A tempestade ex-Danielle parece querer homenagear Alpha dois anos depois
A tempestade situada no oeste da Península Ibérica, formada há alguns dias a partir daquilo que foi o furacão Danielle, mostra convecção organizada em redor do centro e começa a assumir características que parecem claramente subtropicais, como foi o caso da Alpha em 2020.
O furacão Danielle completou o seu ciclo de vida de uma forma algo anómala, ao desenvolver-se a uma latitude extraordinária para um ciclone tropical. No entanto, a sua evolução foi muito típica para este tipo de sistema, atingindo uma intensidade média e transformando-se numa tempestade quando interagiu com o jato polar e águas mais frias, num processo conhecido como extratropicalização. O ciclone desenvolve estruturas frontais, torna-se assimétrico e perde o seu núcleo quente.
Após passar por este processo, como tantas outras tempestades de latitudes médias, foi atravessando o Atlântico até se situar defronte da Península Ibérica, onde já foi produzindo ventos fortes, as primeiras chuvas e algumas trovoadas que vão aumentar nas próximas horas. Esta tempestade, denominada ex-Danielle devido à sua origem, está agora completamente ocluída, no fim do seu ciclo de vida, e está gradualmente a perder intensidade. No entanto, nas últimas horas, surpreendeu com uma evolução um pouco menos habitual.
No centro da tempestade, onde o ar frio domina a todos os níveis, começou a desenvolver-se um núcleo convectivo organizado e persistente. Estas células convectivas são nutridas pelo calor proporcionado pela água do oceano e o seu desenvolvimento é potenciado pelo ar frio que acompanha a tempestade moribunda.
Com o passar das horas, estas tempestades parecem estar a tornar-se num novo "motor" da depressão, aproveitando o calor latente da condensação do vapor do oceano para aumentar a energia cinética do ciclone. Isto também contribuirá para o desenvolvimento de um núcleo quente, inicialmente pouco profundo mas simétrico, se a convecção for mantida. Seria portanto uma recuperação parcial das características tropicais, embora mantendo a distância em relação ao que tinha nos seus dias de furacão. Este tipo de sistemas são frequentemente referidos como ciclones híbridos e ocasionalmente dão origem a um ciclone subtropical ou tropical.
Outra Alpha?
Da mesma forma que um ciclone tropical pode extratropicalizar e transformar-se numa tempestade de latitudes médias, uma tempestade também pode fazer o que é conhecido como transição tropical e desenvolver-se como ciclone tropical, derivando numa tempestade subtropical, tropical ou até mesmo num furacão. Portanto, este fenómeno não é novo. No entanto, seria extremamente raro que ocorresse tão perto da Península Ibérica. Só há um precedente recente que chegou a tocar terra em Portugal: a tempestade subtropical Alpha, em 2020.

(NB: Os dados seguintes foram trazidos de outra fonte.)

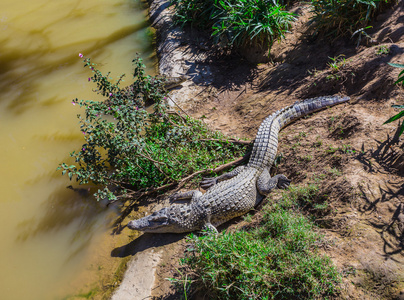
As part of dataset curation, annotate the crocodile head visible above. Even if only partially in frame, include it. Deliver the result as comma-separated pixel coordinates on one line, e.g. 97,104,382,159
128,205,190,233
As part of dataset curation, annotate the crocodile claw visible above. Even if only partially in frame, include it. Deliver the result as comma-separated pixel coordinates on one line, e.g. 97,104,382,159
277,175,292,190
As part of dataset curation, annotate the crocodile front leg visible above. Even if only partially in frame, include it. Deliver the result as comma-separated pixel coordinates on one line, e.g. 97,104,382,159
170,190,202,202
257,168,291,196
201,166,245,190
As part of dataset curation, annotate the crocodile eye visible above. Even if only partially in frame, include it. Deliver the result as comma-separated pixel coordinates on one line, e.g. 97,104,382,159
151,216,168,221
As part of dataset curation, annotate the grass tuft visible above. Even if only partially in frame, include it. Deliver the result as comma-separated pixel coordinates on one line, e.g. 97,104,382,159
186,185,340,299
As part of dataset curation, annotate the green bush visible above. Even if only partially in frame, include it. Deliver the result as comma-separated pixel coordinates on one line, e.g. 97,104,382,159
311,0,395,36
173,0,295,47
58,58,245,200
186,186,340,299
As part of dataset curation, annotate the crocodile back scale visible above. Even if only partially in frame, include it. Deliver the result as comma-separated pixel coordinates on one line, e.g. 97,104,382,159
128,96,349,233
248,96,349,168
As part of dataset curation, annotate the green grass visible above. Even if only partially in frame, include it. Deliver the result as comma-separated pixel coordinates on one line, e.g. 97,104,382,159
186,185,340,299
172,0,295,51
311,0,396,36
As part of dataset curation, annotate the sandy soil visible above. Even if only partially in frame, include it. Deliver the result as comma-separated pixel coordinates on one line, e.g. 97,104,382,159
113,1,404,299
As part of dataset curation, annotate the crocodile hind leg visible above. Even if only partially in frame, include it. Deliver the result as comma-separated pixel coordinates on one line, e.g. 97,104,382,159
257,168,290,196
201,166,245,190
170,190,202,202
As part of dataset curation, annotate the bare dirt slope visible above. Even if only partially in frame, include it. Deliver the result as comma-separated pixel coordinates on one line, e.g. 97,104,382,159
116,1,404,299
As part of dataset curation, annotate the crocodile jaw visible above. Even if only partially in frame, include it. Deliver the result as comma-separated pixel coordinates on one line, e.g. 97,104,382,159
128,208,184,233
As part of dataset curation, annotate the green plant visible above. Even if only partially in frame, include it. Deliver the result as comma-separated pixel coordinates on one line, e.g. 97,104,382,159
212,0,295,47
388,63,404,85
58,58,245,200
328,54,347,72
183,185,340,299
376,45,390,55
311,0,395,36
172,0,295,52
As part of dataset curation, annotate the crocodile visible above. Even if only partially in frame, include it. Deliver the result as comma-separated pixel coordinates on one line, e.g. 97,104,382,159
127,96,350,233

O caso atual, se concluído, poderia ser ainda mais marcante, porque Alpha emergiu de uma tempestade de latitudes médias, mas este sistema atual procede de uma tempestade que, por sua vez, se formou a partir do furacão Danielle. Por outro lado, as consequências na Península Ibérica não mudam muito, ao contrário do que possa parecer: teremos de estar atentos a trovoadas, fortes chuvas locais e irregulares em pontos do sistema central e no interior do leste da Península, bem como a fortes rajadas de vento em áreas expostas a fluxos de Sul. A monitorização terá de ser mais especial nas áreas ao longo da costa ocidental, caso o centro da baixa pressão e a convecção associada se aproximem um pouco mais.